Le 21 juillet 1997 M. [O] [X] [T] a été licencié aux motifs, notamment, d'une insuffisance de performance et de son désaccord quant à une modification de son périmètre d'activité.
Le 4 décembre 1997 M. [O] [X] [T] a saisi le Conseil des Prud'HOMMES pour contester la mesure de licenciement dont il avait fait l'objet et par jugement du 2 février 1999 (départage) il a été débouté de sa demande.
M. [O] [X] [T] a interjeté appel du jugement de débouté puis s'est désisté de cet appel en concluant en juillet 2000 avec la société AUREL LEVEN une transaction aux termes de laquelle il recevait la somme de 1.200.000 francs à titre de dommages intérêts et s'engageait à ne plus formuler de réclamation en relation avec le contrat de travail.
A la suite de diverses plaintes de clients de la société M. [O] [X] [T] était déféré, avec plusieurs autres salariés de la société, devant le tribunal correctionnel de Paris qui, le 17 septembre 2004, déclarait tous les prévenus, à l'exception de M. [O] [X] [T], coupables de divers délits financiers, et relaxait ce dernier des chefs de complicité de fourniture habituelle de services d'investissement à des tiers et de recel de bien provenant d'un délit.
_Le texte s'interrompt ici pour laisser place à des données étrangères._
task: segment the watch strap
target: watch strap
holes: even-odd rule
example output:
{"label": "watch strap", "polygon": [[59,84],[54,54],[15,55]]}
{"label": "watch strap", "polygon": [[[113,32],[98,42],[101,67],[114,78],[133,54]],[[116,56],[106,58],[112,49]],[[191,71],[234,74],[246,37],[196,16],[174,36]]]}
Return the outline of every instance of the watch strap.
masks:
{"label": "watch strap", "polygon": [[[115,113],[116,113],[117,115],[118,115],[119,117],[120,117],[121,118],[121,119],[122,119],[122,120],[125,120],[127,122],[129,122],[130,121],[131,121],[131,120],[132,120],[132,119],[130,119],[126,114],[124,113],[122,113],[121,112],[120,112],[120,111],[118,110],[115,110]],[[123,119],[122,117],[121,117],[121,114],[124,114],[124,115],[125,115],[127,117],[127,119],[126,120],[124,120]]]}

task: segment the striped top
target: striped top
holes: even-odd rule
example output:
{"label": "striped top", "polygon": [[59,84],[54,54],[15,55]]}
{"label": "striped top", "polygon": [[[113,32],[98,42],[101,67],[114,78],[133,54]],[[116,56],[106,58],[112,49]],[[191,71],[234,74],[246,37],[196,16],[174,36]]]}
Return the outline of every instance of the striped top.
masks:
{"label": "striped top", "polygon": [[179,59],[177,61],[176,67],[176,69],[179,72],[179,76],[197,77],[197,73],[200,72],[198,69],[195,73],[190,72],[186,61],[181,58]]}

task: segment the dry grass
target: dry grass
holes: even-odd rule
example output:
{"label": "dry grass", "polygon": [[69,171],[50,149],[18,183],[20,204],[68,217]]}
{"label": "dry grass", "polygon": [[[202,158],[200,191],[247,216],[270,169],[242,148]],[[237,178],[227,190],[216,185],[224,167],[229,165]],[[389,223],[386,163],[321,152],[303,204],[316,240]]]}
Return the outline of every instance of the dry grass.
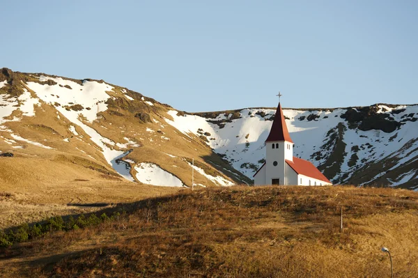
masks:
{"label": "dry grass", "polygon": [[[339,231],[339,210],[344,230]],[[418,277],[418,194],[343,187],[231,187],[126,205],[99,226],[0,257],[5,277]]]}

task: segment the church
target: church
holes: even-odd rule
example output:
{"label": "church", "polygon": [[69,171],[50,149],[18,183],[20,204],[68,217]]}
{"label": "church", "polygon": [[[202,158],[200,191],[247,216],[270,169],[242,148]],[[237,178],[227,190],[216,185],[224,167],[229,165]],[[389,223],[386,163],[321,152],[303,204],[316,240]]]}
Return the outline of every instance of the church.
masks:
{"label": "church", "polygon": [[256,186],[332,185],[312,163],[293,156],[293,141],[280,102],[265,140],[265,162],[253,177]]}

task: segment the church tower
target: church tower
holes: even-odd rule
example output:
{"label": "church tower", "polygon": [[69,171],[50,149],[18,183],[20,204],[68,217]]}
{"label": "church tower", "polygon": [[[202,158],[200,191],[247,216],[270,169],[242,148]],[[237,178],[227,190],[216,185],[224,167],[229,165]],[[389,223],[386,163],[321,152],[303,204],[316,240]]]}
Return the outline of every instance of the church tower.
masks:
{"label": "church tower", "polygon": [[279,102],[272,128],[265,140],[266,183],[288,184],[286,180],[286,160],[293,161],[293,141]]}

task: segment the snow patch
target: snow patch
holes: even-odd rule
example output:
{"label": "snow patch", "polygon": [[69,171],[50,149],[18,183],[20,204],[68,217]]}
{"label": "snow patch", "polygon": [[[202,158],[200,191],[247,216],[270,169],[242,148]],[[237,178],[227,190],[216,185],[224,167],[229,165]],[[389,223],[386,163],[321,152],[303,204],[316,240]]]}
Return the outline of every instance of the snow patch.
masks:
{"label": "snow patch", "polygon": [[0,88],[4,87],[6,84],[7,84],[7,80],[4,80],[4,81],[2,81],[1,82],[0,82]]}
{"label": "snow patch", "polygon": [[151,185],[180,187],[183,182],[171,173],[167,172],[153,163],[142,162],[134,167],[136,177],[142,183]]}
{"label": "snow patch", "polygon": [[38,142],[36,142],[35,141],[31,141],[31,140],[29,140],[29,139],[26,139],[22,138],[20,136],[14,134],[13,133],[10,134],[10,136],[12,137],[13,137],[13,139],[15,139],[15,140],[17,140],[17,141],[23,141],[24,142],[26,142],[26,143],[31,144],[32,145],[34,145],[34,146],[38,146],[38,147],[42,147],[42,148],[47,148],[47,149],[49,149],[49,150],[54,150],[54,148],[51,148],[51,147],[49,147],[47,146],[42,145],[42,144],[38,143]]}
{"label": "snow patch", "polygon": [[205,172],[205,170],[203,170],[201,168],[198,167],[196,165],[192,165],[190,163],[187,162],[187,164],[189,165],[190,165],[190,167],[193,169],[194,169],[194,170],[196,170],[199,173],[200,173],[201,175],[203,176],[204,177],[206,177],[206,178],[208,178],[208,180],[211,180],[212,183],[214,183],[215,184],[217,184],[221,186],[232,186],[232,185],[235,185],[235,183],[233,183],[233,182],[228,180],[227,179],[226,179],[225,178],[221,176],[217,176],[216,177],[213,176],[210,176],[207,174]]}

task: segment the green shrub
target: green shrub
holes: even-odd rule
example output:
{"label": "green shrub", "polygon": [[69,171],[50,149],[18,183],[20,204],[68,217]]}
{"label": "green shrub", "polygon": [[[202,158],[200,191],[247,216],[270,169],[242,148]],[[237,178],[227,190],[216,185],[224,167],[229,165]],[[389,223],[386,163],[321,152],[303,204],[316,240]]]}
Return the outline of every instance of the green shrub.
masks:
{"label": "green shrub", "polygon": [[102,214],[102,215],[100,215],[100,219],[102,220],[102,222],[105,222],[109,220],[109,217],[106,215],[105,213],[103,213],[103,214]]}
{"label": "green shrub", "polygon": [[29,238],[35,238],[42,235],[42,226],[40,224],[35,224],[29,228],[29,231],[28,232],[29,235]]}
{"label": "green shrub", "polygon": [[101,222],[100,218],[95,216],[94,213],[90,215],[88,219],[88,226],[98,225],[100,224]]}
{"label": "green shrub", "polygon": [[55,217],[49,218],[45,225],[45,231],[63,231],[65,226],[65,225],[63,217],[61,216],[56,216]]}

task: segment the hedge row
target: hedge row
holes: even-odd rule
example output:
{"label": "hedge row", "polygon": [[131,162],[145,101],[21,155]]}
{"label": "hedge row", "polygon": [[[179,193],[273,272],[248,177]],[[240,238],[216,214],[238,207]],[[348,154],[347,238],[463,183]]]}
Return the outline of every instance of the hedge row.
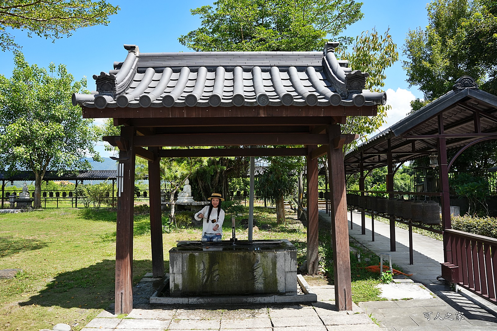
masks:
{"label": "hedge row", "polygon": [[497,239],[497,218],[470,216],[452,216],[452,228]]}

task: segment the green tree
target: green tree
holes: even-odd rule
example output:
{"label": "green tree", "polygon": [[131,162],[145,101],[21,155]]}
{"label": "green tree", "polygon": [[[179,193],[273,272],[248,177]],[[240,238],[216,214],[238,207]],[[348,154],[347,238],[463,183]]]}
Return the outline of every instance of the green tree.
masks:
{"label": "green tree", "polygon": [[496,94],[497,1],[435,0],[426,9],[428,25],[410,30],[406,40],[407,81],[419,86],[427,101],[445,93],[465,75]]}
{"label": "green tree", "polygon": [[14,58],[12,77],[0,75],[0,166],[35,174],[34,206],[47,170],[89,169],[87,154],[101,161],[93,142],[99,140],[92,119],[82,117],[71,103],[86,79],[75,81],[66,66],[53,63],[48,71],[30,66],[21,53]]}
{"label": "green tree", "polygon": [[201,26],[178,39],[202,52],[321,51],[328,35],[337,38],[362,18],[362,5],[354,0],[218,0],[191,9]]}
{"label": "green tree", "polygon": [[175,222],[174,195],[184,185],[186,180],[207,165],[207,157],[163,157],[161,159],[161,177],[168,188],[170,211],[169,221]]}
{"label": "green tree", "polygon": [[[390,34],[390,28],[380,35],[373,28],[371,31],[363,32],[358,36],[351,50],[342,48],[340,58],[348,60],[354,70],[368,72],[366,89],[373,92],[382,91],[387,75],[385,69],[399,60],[397,45]],[[348,116],[347,123],[342,128],[346,133],[357,133],[360,140],[365,140],[367,135],[377,130],[385,123],[387,112],[392,108],[390,105],[378,106],[376,116]],[[354,141],[345,146],[347,150],[355,147],[358,141]]]}
{"label": "green tree", "polygon": [[119,9],[104,0],[1,0],[0,48],[4,52],[20,47],[9,28],[55,41],[78,28],[106,25],[108,16]]}

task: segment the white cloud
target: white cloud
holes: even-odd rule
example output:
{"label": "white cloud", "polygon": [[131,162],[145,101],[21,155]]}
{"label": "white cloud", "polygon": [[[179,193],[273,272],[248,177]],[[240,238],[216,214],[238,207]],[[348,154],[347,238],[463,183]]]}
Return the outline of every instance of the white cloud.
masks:
{"label": "white cloud", "polygon": [[411,102],[416,98],[411,91],[400,87],[397,88],[397,91],[389,88],[386,92],[387,104],[392,106],[392,109],[387,112],[387,117],[385,119],[386,123],[376,132],[372,133],[371,136],[375,135],[406,117],[407,114],[411,111]]}

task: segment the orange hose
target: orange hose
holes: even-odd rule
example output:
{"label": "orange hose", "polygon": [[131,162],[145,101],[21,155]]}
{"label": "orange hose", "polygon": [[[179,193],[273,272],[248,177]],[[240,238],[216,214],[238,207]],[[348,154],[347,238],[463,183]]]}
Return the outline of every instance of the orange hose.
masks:
{"label": "orange hose", "polygon": [[[366,266],[364,268],[365,269],[367,269],[368,270],[369,270],[369,271],[370,271],[372,272],[378,272],[379,273],[380,273],[380,266],[379,265],[370,265],[369,266]],[[384,270],[385,270],[385,269],[386,269],[387,270],[388,270],[389,268],[390,268],[390,267],[388,266],[388,265],[383,265],[383,269]],[[411,274],[408,274],[407,273],[404,273],[404,272],[402,272],[402,271],[400,271],[398,270],[397,270],[396,269],[393,269],[393,271],[394,274],[396,274],[396,275],[403,274],[403,275],[404,275],[405,276],[412,276],[413,275],[412,273],[411,273]]]}

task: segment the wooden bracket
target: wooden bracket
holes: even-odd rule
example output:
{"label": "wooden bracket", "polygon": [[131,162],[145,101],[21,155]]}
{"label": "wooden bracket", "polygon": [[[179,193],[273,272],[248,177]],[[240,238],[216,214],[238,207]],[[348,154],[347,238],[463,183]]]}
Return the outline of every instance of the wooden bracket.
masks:
{"label": "wooden bracket", "polygon": [[135,154],[137,156],[140,156],[142,158],[155,162],[157,159],[155,154],[151,150],[145,149],[143,147],[136,146],[135,148]]}
{"label": "wooden bracket", "polygon": [[106,135],[102,137],[102,140],[107,141],[111,145],[117,147],[119,150],[127,151],[129,150],[129,141],[119,135]]}
{"label": "wooden bracket", "polygon": [[[345,144],[350,143],[359,137],[359,134],[340,134],[333,138],[333,148],[338,149],[343,147]],[[321,145],[311,152],[312,159],[318,158],[328,152],[328,145]]]}
{"label": "wooden bracket", "polygon": [[339,149],[343,147],[343,145],[349,144],[359,137],[359,134],[340,134],[333,138],[333,147],[335,149]]}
Le ministère public n'interjetait pas appel a minima non plus que M. [O] [X] [T] dès lors que le jugement lui était favorable.
Appel était cependant interjeté par M. [R] et par les parties civiles et par arrêt du 20 septembre 2006 la cour de ce siège condamnait solidairement M. [O] [X] [T] avec MM. [D], [Q] et [R] à payer 586.247 € à [H] [I] et [P] [B] et 45.664 € à [M] [I] outre une indemnité au titre de l'article 700 du code de procédure civile.
Au soutien de cette condamnation concernant M. [O] [X] [T], la cour écrivait :
'Considérant que s'agissant de M. [O] [X] [T], prévenu, définitivement relaxé au pénal, la cour estime que les premiers juges ont fait une inexacte appréciation de sa responsabilité et que, contrairement à ce qu'ils ont jugé, il s'est rendu coupable à l'instar de [Z] [R], du délit de complicité de gestion de portefeuilles.
.....................................................................
Considérant qu'en l'état de ces constatations, il est établi que M. [O] [X] [T] a, en connaissance de cause, apporté à la société BGC son aide et son assistance pour exercer une activité irrégulière'.
Le pourvoi en cassation formé par M. [O] [X] [T] et par M. [R] a été rejeté.
M. [O] [X] [T] réglait la somme de 456.942,07 € en suite de l'arrêt du 20 septembre 2006.
M. [O] [X] [T], qui avait interjeté appel du jugement rendu le 31 août 2011 par le Conseil des Prud'HOMMES, est décédé le [Date décès 1] 2013, laissant pour héritiers ses 3 enfants, [N], [J] et [G] [X] [T], lesquels reprennent la procédure engagée par leur père et sollicitent l'infirmation du jugement sus cité et la condamnation de la société AUREL BGC à leur payer la somme de 486.942,07 € à titre de dommages intérêts outre une indemnité de 8.000 € en application de l' article 700 du Code de Procédure Civile.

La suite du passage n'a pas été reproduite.